File: 1_DataCleaning.Rmd
Description: Code to format covariate data from various sources into a standardized version to make one .csv file for GAM analysis. For data sources with restricted publishing, the code was commented out but links to the original data source were provided. The commented code is meant to show how flat files for analysis were created.
File: 2_CMIP6Cleaning.Rmd
Description: Code to format CMIP6 projection data into a shape that can be plugged into R0(T) calculations. For data sources with restricted publishing, the code was commented out but links to the original data source were provided. The commented code is meant to show how flat files for analysis were created.
File: 3_R0(T)Calculations.Rmd
Description: Code to run R0(T) calculations with CMIP6 data for three time periods (current/historic, mid-century, late-century) under two emission scenarios (SSP2-4.5 and SSP5-8.5).
File: 4_GAMAnalysis.Rmd
Description: Code to run and assess GAM performance and results.
File: 6_Figures.Rmd
Description: Code to make figures and tables used in main text and supplement. For data sources with restricted publishing, the code was commented out but links to the original data source were provided. The commented code is meant to show how figures were made.

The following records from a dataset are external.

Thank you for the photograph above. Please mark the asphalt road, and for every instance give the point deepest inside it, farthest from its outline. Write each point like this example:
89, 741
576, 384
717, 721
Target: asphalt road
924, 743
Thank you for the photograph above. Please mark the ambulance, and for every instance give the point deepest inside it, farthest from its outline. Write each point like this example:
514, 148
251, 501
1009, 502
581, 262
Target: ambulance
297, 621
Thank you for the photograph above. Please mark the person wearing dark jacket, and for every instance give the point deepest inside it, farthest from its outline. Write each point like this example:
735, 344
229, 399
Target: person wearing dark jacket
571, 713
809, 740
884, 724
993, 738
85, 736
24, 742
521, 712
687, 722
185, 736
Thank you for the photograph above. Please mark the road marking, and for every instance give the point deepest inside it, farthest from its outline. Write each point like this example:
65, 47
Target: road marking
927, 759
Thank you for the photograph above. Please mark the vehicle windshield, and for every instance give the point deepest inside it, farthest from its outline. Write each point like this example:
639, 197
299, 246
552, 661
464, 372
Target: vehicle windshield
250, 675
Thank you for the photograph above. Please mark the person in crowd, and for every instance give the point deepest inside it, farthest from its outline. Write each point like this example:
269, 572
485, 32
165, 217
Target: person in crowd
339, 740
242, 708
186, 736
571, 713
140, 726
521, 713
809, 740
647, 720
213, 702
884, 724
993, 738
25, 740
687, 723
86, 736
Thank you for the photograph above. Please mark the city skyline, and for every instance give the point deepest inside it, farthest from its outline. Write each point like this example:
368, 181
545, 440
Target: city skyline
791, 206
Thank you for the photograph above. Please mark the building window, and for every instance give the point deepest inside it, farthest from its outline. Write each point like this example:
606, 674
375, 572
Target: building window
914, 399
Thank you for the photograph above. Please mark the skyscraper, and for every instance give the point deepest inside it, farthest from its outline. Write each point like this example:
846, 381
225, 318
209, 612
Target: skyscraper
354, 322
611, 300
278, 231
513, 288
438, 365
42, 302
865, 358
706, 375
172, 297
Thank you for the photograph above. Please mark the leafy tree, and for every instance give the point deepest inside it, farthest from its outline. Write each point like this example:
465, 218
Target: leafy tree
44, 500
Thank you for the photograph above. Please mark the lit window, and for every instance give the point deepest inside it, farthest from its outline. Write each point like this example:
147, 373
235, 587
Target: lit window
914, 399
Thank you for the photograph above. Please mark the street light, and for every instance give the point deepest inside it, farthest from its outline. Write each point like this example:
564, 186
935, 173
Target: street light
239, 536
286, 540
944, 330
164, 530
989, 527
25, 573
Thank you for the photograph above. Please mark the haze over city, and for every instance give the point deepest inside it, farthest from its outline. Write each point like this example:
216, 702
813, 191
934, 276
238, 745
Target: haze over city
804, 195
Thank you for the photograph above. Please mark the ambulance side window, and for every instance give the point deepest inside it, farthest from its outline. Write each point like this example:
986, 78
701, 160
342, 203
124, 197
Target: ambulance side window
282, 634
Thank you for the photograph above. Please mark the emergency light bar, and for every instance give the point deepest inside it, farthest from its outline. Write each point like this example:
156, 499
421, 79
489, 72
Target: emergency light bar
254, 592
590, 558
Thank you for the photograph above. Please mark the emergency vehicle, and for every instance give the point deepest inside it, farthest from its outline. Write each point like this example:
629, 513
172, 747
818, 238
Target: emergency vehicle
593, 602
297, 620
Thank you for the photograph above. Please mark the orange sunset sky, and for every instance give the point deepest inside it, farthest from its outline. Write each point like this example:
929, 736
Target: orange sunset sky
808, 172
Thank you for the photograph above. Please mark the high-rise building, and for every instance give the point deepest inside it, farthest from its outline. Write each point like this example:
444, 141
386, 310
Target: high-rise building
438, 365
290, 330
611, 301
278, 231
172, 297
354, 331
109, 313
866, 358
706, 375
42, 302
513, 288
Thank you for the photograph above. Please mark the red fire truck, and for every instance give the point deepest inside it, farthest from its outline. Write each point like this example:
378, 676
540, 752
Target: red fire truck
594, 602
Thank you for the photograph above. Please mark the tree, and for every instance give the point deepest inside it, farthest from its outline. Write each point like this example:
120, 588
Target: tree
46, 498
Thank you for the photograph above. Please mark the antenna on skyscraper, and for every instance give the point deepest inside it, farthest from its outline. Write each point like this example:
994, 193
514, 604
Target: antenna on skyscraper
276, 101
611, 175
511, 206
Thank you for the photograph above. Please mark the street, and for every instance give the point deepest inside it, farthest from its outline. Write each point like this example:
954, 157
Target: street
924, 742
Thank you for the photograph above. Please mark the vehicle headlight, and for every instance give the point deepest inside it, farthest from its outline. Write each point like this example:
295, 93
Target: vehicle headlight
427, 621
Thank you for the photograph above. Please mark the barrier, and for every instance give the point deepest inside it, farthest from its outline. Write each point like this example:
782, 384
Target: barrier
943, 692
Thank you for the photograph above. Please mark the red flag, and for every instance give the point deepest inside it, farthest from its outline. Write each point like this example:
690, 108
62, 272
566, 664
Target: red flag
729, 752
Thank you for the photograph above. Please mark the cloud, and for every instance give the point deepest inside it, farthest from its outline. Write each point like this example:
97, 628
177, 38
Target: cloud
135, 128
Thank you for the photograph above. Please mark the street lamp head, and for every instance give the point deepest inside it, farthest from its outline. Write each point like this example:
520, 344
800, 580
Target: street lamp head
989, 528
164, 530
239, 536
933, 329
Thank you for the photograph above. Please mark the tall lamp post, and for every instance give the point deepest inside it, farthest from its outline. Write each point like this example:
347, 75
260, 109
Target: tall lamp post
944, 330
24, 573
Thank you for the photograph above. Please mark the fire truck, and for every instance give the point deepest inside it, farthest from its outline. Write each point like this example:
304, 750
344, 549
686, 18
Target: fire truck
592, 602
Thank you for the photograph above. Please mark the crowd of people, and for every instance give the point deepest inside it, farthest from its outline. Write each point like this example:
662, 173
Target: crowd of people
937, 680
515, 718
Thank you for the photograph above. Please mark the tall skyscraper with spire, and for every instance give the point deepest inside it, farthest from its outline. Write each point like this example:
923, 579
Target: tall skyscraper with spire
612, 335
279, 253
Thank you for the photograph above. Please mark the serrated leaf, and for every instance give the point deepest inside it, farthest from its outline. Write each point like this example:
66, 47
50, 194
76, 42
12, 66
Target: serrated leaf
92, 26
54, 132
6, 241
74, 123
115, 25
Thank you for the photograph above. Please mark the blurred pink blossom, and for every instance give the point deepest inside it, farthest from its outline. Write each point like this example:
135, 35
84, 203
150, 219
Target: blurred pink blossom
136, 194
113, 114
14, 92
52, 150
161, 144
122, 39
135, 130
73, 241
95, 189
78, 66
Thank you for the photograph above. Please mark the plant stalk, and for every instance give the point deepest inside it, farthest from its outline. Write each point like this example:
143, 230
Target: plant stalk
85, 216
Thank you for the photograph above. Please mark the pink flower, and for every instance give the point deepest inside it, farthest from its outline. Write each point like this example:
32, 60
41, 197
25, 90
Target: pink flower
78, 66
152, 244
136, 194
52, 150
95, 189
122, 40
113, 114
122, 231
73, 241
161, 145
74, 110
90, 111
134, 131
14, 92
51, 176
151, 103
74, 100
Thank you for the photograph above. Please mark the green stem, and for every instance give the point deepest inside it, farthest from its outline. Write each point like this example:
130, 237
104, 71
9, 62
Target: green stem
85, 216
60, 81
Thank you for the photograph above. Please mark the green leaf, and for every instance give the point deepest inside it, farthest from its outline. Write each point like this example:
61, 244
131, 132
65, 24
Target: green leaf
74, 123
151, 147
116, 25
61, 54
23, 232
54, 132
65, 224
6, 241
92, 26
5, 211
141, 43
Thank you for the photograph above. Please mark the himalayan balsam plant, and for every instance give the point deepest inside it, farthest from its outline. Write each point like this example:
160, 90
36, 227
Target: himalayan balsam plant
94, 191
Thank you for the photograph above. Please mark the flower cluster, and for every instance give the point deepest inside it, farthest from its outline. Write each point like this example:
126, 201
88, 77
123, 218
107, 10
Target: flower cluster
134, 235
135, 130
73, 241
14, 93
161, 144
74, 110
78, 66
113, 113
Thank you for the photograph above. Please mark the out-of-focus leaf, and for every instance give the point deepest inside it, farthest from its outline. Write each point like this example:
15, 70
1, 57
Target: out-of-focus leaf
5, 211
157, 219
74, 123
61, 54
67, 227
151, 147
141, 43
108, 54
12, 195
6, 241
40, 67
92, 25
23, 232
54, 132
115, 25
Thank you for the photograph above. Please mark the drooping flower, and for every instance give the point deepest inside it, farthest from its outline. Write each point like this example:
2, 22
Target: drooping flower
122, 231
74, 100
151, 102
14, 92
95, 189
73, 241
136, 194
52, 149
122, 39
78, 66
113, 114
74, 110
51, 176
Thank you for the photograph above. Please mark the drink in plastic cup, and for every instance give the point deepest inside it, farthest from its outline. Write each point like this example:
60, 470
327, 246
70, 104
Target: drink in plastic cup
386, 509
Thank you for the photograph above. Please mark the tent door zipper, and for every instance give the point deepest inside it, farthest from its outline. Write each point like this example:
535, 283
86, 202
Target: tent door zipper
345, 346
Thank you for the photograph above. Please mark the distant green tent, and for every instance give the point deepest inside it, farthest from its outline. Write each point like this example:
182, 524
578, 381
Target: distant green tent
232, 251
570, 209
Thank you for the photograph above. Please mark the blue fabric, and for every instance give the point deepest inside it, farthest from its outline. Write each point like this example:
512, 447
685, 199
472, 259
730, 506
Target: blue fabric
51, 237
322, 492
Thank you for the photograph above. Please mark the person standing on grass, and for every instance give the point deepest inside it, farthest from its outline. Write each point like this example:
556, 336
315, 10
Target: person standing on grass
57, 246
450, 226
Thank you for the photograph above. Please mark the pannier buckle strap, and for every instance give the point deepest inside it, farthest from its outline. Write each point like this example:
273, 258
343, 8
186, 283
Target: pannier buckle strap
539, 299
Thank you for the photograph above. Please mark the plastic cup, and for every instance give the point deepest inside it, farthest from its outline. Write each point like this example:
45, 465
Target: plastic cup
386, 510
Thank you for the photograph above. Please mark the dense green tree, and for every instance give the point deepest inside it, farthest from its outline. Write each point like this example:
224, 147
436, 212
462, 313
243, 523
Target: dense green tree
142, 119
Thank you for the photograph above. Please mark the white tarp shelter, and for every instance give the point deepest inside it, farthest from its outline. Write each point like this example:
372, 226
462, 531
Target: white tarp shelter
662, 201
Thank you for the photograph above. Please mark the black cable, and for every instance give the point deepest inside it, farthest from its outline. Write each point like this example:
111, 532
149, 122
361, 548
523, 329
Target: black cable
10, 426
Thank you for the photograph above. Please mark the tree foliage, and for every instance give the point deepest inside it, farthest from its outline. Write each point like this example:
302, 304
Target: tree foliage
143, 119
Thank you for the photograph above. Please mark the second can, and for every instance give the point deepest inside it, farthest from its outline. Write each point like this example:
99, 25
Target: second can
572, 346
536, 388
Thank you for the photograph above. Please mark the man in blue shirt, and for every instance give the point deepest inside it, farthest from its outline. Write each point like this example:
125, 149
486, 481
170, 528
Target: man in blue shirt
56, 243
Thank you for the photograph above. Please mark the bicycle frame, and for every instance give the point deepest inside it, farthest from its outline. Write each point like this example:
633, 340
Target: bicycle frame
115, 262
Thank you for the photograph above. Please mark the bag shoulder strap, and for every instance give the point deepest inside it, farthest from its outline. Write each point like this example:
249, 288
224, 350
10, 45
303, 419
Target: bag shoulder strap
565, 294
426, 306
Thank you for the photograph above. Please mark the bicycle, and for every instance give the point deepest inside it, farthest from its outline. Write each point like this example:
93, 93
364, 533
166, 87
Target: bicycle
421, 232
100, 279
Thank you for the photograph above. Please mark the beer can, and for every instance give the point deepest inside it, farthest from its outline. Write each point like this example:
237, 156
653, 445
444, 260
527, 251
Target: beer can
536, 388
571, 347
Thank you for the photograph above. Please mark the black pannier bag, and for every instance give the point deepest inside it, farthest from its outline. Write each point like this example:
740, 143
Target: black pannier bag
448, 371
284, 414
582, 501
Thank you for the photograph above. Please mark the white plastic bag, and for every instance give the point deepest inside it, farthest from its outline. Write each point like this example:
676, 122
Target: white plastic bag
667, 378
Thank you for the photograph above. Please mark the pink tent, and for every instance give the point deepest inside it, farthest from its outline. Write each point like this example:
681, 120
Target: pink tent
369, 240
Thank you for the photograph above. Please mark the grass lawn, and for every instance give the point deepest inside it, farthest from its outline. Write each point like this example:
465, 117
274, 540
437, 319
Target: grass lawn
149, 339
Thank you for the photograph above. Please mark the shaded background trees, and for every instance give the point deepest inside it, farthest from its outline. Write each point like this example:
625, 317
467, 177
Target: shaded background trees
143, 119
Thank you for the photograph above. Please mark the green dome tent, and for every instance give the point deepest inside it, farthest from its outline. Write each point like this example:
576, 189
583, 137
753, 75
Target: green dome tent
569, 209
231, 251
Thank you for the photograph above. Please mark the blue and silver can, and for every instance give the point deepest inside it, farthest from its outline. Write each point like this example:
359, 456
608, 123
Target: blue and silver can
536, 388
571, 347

File: 5_EnvironmentalRiskMaps_v2.Rmd
Description: Code to create scaled environmental risk value for current time period and calculate the change of risk from current to mid-century time period. Maps for three Culex species are produced. For data sources with restricted publishing, the code was commented out but links to the original data source were provided. Users will need to download .nc spatial files from Gorris et al. 2021 (https://github.com/lanl/culexmaxentmodels) to make current environmental risk maps. Users will need to download spatial files from USGS FORE-SCE (https://www.sciencebase.gov/catalog/item/5b96c2f9e4b0702d0e826f6d) to make projected environmental risk maps.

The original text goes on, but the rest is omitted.